To date, there is no causal therapy for muscular dystrophies. Attempts at drug therapy with a wide variety of substances that have been carried out to date have ultimately all been disappointing. For the future, hopes lie in a genetic therapy that eliminates the underlying defects in the genetic make-up or their effects on muscle metabolism, but such attempts are currently only in their early stages.

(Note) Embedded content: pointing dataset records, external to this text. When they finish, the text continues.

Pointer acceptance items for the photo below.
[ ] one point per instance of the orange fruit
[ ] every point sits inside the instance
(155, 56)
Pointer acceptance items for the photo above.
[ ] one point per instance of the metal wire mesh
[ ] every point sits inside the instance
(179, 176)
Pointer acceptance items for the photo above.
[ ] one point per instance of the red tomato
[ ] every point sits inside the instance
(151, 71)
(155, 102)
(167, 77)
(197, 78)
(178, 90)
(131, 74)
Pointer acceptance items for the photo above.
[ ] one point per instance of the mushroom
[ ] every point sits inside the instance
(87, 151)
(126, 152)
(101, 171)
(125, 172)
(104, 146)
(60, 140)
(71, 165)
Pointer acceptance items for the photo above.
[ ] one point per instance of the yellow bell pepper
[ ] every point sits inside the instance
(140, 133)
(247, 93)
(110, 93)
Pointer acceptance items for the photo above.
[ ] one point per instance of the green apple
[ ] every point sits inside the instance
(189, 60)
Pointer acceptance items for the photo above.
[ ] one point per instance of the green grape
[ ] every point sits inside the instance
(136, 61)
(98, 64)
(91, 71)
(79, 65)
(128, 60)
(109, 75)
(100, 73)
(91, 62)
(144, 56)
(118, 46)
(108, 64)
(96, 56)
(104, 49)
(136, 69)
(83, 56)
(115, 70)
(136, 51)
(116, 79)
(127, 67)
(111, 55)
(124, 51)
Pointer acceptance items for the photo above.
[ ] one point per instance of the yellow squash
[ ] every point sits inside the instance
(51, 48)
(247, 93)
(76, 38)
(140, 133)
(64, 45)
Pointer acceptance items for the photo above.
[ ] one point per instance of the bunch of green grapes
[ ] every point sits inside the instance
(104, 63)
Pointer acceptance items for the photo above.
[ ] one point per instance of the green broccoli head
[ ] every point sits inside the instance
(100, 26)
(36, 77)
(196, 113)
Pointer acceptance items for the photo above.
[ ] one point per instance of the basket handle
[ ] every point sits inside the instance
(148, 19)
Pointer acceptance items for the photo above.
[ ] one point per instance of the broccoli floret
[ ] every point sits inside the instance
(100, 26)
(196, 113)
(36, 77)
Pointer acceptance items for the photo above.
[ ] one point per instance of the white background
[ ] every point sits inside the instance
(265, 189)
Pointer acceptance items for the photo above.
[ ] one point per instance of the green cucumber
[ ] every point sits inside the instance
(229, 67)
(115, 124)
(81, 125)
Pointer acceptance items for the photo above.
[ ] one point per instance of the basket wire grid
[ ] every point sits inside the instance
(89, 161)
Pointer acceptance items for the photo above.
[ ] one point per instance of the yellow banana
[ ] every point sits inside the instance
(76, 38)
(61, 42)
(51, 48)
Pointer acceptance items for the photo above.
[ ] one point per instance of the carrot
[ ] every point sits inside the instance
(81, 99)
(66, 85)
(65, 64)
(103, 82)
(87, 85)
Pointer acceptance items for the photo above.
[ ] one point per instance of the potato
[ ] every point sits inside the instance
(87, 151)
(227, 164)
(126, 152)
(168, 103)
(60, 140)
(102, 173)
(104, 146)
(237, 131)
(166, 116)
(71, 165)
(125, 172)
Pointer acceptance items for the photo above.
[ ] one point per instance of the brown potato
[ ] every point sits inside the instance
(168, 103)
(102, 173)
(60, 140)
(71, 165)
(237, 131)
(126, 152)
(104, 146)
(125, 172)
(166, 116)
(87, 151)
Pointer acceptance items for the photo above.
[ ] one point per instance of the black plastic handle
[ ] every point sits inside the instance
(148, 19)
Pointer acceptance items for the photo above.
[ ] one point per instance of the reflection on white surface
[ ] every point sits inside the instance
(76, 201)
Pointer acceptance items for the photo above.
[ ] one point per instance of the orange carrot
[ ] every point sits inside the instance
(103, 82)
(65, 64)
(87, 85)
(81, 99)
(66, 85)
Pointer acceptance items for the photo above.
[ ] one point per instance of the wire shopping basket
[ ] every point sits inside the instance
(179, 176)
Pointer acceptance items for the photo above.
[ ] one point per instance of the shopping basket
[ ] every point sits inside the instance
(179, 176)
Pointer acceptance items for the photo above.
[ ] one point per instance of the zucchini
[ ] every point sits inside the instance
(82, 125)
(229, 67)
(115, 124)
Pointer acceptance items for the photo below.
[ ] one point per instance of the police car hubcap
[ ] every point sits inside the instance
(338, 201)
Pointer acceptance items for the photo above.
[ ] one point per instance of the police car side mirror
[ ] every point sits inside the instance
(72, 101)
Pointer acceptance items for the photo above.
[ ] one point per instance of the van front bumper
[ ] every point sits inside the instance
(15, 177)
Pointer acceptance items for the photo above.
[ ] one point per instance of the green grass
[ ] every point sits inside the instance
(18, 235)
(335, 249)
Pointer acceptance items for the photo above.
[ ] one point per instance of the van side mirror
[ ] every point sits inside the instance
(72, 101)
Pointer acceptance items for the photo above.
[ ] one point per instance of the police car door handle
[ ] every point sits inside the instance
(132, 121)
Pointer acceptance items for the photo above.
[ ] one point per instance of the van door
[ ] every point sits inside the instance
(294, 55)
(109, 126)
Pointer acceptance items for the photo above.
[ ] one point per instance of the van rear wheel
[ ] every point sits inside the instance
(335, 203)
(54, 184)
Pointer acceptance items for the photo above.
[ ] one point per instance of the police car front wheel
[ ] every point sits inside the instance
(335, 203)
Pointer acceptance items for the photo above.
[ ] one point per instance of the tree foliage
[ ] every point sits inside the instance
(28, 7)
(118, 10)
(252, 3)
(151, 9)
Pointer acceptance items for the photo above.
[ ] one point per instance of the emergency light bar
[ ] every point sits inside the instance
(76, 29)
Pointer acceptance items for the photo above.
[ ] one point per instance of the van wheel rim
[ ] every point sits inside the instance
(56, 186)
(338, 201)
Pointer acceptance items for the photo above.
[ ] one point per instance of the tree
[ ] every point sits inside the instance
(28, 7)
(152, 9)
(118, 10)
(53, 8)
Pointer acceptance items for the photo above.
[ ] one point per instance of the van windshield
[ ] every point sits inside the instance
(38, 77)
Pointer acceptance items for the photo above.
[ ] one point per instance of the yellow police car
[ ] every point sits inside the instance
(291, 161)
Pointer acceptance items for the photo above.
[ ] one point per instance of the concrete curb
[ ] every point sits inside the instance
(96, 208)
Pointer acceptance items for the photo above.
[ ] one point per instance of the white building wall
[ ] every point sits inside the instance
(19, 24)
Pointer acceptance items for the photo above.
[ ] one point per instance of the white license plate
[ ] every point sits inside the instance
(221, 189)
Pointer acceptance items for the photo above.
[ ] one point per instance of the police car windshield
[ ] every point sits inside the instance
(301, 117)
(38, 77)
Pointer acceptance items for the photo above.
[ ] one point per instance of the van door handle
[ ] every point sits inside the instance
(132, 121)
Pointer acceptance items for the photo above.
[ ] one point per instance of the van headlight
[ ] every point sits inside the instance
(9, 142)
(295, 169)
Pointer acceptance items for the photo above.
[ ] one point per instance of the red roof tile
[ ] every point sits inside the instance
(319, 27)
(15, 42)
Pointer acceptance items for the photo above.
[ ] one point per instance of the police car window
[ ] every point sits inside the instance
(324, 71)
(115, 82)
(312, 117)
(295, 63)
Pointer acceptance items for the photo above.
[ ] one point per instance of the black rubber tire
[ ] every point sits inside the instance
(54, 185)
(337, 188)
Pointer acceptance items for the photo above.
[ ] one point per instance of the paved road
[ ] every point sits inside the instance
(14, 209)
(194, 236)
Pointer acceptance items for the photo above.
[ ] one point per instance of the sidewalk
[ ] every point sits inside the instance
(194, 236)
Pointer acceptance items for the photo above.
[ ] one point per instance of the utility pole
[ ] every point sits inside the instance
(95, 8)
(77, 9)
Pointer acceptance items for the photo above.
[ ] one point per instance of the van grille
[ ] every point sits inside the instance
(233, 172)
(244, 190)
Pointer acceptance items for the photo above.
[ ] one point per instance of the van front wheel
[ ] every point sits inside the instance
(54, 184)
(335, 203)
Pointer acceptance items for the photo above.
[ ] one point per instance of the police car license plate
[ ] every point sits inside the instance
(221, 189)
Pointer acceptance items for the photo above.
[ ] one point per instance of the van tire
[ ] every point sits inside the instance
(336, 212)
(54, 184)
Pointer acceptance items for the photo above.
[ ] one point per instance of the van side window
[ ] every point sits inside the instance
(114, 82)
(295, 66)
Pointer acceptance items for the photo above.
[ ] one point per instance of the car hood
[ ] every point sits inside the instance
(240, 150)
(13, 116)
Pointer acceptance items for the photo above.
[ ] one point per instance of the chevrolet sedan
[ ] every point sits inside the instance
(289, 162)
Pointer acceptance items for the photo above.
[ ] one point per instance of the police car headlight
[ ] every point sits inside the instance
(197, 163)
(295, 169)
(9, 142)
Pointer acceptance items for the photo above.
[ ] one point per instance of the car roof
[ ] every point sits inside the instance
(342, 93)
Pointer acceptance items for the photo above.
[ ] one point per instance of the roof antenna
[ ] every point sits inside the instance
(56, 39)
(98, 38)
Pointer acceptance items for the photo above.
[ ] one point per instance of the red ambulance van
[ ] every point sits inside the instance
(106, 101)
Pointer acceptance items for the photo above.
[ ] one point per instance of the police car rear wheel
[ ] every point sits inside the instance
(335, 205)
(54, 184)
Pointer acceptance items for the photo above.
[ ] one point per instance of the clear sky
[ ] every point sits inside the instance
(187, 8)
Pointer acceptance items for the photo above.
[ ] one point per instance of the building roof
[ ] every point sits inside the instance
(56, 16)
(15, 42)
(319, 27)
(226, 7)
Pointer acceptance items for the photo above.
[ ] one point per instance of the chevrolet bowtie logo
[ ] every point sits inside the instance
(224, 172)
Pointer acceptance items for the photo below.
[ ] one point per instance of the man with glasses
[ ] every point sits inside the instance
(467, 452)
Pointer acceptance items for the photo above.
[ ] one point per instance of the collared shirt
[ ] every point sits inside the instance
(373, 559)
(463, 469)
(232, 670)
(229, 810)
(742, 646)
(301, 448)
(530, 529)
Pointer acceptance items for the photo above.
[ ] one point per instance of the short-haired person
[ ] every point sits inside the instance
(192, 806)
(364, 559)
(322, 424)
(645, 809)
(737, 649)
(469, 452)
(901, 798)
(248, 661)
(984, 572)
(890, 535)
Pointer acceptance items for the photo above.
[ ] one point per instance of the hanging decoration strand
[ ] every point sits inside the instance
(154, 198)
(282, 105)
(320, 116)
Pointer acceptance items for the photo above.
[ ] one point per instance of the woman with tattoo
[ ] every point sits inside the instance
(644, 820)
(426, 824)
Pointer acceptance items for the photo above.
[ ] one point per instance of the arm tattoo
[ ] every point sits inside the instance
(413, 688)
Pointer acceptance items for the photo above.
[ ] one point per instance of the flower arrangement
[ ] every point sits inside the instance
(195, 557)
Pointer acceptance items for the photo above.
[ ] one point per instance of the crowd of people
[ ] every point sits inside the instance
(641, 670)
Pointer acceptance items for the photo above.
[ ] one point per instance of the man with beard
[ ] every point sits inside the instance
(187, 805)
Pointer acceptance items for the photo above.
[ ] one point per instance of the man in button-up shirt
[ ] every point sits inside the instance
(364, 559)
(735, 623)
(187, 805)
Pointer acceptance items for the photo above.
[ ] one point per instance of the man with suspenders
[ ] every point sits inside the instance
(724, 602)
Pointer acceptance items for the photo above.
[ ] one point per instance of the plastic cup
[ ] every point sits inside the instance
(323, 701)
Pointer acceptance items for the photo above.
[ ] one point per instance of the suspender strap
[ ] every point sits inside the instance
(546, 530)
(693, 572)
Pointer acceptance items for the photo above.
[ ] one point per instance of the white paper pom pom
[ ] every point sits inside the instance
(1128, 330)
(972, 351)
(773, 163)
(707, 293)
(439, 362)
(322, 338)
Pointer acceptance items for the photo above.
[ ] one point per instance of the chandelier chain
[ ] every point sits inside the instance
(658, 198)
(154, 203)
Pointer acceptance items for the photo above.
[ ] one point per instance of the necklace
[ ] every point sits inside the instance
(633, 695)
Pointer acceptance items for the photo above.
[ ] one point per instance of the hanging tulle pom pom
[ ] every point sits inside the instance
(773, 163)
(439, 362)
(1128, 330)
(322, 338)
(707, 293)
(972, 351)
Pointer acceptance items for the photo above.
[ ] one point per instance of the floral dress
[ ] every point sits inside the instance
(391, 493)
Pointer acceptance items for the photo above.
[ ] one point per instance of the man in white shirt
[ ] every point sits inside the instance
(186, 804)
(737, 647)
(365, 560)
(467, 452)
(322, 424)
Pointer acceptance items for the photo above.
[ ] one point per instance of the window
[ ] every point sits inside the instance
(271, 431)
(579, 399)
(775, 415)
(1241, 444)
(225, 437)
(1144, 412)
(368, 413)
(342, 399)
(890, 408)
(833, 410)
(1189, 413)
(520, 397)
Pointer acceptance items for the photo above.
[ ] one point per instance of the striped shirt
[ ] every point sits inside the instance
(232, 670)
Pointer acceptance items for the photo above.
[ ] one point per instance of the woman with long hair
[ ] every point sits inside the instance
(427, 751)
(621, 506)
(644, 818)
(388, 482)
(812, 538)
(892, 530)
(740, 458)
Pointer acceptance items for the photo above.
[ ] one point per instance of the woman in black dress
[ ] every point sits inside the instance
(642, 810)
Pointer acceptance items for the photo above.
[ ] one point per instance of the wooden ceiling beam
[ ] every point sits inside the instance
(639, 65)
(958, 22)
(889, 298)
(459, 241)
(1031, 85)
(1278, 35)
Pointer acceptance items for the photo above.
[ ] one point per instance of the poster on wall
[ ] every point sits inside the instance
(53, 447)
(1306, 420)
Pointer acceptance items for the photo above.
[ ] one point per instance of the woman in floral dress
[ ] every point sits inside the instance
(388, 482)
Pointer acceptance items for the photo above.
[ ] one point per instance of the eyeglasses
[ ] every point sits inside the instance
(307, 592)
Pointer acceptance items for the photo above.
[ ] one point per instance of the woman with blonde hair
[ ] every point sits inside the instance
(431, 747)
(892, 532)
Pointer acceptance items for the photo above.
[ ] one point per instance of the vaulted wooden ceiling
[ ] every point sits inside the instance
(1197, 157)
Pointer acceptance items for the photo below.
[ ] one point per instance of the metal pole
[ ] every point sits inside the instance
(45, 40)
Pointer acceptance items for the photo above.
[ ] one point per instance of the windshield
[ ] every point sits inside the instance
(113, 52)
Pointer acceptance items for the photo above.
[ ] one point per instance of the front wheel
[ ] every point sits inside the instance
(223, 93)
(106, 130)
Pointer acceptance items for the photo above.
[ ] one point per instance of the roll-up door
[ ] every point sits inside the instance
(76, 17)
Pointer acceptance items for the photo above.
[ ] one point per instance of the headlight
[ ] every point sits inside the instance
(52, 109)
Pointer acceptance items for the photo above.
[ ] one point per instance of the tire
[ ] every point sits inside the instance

Therefore, the therapy of muscular dystrophies is currently based on supportive measures, which are intended to cushion the consequences of increasing muscle weakness and to support the patient in coping with everyday life. This includes above all physiotherapy to maintain the greatest possible mobility and to prevent bad posture.
Body training should only be done very carefully in order to avoid consequential damage to the muscles due to overload.
The use of anabolic steroids is not advisable due to serious side effects and unproven benefits and is justifiable in exceptional cases, under the strict supervision of a specialized doctor. A psychotherapeutic care can help those affected cope with a diagnosis of a chronically progressive disease; contact with one of the numerous self-help groups can facilitate access to offers of help. As with all hereditary diseases, genetic counseling is advisable for further family planning; the sense and benefit of prenatal diagnosis must be decided on a case-by-case basis.

Forecast:

The prognosis depends largely on the involvement of the heart and respiratory muscles and is therefore quite different between the various muscular dystrophies. While z. For example, if the Duchenne type leads to death from heart failure or respiratory infections at a young age, life expectancy is not restricted for more benign forms. However, even milder forms of muscular dystrophy can lead to severe impairments in everyday life and quality of life during the course of the disease.